Overview of Impala Tables

Tables are the primary containers for data in Impala. They have the familiar row and column layout similar to other database systems, plus some features such as partitioning often associated with higher-end data warehouse systems.

Logically, each table has a structure based on the definition of its columns, partitions, and other properties.

Physically, each table that uses HDFS storage is associated with a directory in HDFS. The table data consists of all the data files underneath that directory:

  • Internal tables are managed by Impala, and use directories inside the designated Impala work area.
  • External tables use arbitrary HDFS directories, where the data files are typically shared between different Hadoop components.
  • Large-scale data is usually handled by partitioned tables, where the data files are divided among different HDFS subdirectories.

Impala tables can also represent data that is stored in HBase, or in the Amazon S3 filesystem (CDH 5.4.0 or higher), or on Isilon storage devices (CDH 5.4.3 or higher).
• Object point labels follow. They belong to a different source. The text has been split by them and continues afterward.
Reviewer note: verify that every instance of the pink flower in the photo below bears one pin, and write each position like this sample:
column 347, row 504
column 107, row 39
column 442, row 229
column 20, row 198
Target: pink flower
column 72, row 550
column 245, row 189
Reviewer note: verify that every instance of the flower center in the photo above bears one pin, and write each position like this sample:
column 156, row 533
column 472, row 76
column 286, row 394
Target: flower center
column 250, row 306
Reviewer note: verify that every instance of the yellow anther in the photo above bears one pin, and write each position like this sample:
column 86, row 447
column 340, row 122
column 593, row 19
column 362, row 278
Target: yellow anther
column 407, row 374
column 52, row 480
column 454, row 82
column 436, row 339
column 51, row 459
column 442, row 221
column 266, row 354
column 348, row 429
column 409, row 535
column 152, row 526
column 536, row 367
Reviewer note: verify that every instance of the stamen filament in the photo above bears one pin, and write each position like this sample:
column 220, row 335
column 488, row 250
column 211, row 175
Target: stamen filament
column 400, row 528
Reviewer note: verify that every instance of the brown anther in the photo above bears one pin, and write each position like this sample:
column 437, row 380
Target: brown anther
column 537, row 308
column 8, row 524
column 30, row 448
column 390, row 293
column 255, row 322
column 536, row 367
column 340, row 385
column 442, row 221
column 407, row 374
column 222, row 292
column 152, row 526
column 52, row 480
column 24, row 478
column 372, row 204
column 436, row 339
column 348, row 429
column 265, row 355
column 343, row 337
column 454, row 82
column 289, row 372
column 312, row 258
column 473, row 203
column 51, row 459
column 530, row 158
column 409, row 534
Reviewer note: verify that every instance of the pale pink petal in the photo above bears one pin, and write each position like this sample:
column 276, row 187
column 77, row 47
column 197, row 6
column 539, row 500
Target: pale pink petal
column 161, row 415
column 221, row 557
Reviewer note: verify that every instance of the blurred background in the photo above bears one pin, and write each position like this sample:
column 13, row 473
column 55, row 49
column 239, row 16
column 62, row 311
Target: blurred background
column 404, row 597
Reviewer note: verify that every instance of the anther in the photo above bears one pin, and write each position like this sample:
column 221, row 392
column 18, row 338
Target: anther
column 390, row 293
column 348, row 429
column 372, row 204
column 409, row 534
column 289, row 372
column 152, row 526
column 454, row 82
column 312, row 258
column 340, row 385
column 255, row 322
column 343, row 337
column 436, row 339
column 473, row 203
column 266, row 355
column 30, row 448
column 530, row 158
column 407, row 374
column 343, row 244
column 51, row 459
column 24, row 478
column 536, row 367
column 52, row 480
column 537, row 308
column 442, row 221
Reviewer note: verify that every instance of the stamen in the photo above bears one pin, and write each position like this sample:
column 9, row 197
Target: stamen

See Using Impala to Query HBase Tables, Using Impala to Query the Amazon S3 Filesystem, and Using Impala with Isilon Storage for details about those special kinds of tables.

Impala queries ignore files with extensions commonly used for temporary work files by Hadoop tools. Any files with extensions .tmp or .copying are not considered part of the Impala table. The suffix matching is case-insensitive, so for example Impala ignores both .copying and .COPYING suffixes.

Related statements: CREATE TABLE Statement, DROP TABLE Statement, ALTER TABLE Statement INSERT Statement, LOAD DATA Statement, SELECT Statement

Internal Tables

The default kind of table produced by the CREATE TABLE statement is known as an internal table. (Its counterpart is the external table, produced by the CREATE EXTERNAL TABLE syntax.)

  • Impala creates a directory in HDFS to hold the data files.

  • You can create data in internal tables by issuing INSERT or LOAD DATA statements.

  • If you add or replace data using HDFS operations, issue the REFRESH command in impala-shell so that Impala recognizes the changes in data files, block locations, and so on.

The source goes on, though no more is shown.